Rest Day Read (SR-24)
The Creative Process
Moby: One Song, Two Days, Three Versions
from NPR’s Project Song by Bob Boilen
“I kicked off the songwriting process by showing them a series of photographs and words…Moby and Scarr are both drawn to an image of a man in the woods wearing a trenchcoat. There is a brown suitcase on the earthen floor beside him, and his head looks like a glowing storm cloud.
Next, I gave them a series of words to chose from. Moby picks the word “flight”. Scarr chooses “Sunday”, which Moby calls “the most depressing day of the week”.
Not long after, Moby puts the card with the word “Sunday” printed on it, along with the photograph, on a nearby chair. He picks up the bass guitar and immediately starts playing a riff in the key of E. Turns out, this hastily played baseline would become the bedrock for their new song.
Just six hours later, the first of three versions of “Gone to Sleep” was recorded.”

The creative process has always intrigued me. Creativity is vital to excellence. Creativity separates, it is the cream which rises to the top. I have always been interested in what makes greatness, in particular, Malcolm Gladwells writings on the subject. The great trainers I follow, Crossfit, Gym Jones, Dan John, Mike Rutherford, Coach Rod Cole, CrossFit Kids, Marty Gallagher, Mark Rippetoe and Dr. Lon Kilgore, just to name a few, are all very creative in their expertise and approach to their craft. The great football coaches I idolized, Hank Stram, Vince Lombardi, Mike Ditka, Bill Belchick, Mary Schottenheimer, Urban Meyer, Bill Snyder all use their creativity to innovate and dominate the sport. The beauty of what they all do is truly an art form.

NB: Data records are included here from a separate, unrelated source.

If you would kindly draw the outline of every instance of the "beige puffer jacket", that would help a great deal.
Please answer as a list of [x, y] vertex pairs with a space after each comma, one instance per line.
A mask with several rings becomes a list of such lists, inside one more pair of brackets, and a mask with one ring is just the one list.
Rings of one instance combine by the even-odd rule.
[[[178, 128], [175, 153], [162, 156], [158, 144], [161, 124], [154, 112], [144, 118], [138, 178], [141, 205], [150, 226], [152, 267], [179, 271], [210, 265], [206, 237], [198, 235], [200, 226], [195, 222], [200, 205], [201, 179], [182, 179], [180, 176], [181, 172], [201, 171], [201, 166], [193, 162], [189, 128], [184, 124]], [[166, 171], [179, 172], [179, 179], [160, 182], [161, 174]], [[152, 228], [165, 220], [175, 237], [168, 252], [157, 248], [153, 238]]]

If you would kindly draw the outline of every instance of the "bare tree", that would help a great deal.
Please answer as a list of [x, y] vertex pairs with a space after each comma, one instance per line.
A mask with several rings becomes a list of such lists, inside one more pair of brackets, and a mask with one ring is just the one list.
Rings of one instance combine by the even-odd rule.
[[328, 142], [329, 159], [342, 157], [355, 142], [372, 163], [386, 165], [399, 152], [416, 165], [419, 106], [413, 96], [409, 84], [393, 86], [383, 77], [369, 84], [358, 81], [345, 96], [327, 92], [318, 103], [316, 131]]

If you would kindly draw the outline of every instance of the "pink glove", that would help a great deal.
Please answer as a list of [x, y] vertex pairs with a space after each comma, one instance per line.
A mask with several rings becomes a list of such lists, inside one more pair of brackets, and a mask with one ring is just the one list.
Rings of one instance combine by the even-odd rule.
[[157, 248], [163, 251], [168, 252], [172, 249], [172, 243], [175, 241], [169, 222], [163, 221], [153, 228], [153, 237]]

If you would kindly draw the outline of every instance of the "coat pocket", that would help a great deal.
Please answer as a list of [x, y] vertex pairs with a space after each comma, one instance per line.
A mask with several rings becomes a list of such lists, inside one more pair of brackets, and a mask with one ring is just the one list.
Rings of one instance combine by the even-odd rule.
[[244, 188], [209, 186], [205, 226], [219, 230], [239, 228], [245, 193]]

This article, audio file and video of Moby creating a song from a photo and word on the NPR program Project Song shows the creative process at its best. Moby is completely in the zone, absolutely, completely focused on his purpose, as he and partner Kelli Scarr attack the creation of the piece. It is pretty cool stuff. Listen, watch, learn and enjoy.
Makes one wonder just what exactly it is in the small percentage of differences in the genetic code between Homo sapiens, that allows for such variety and creativity in our species.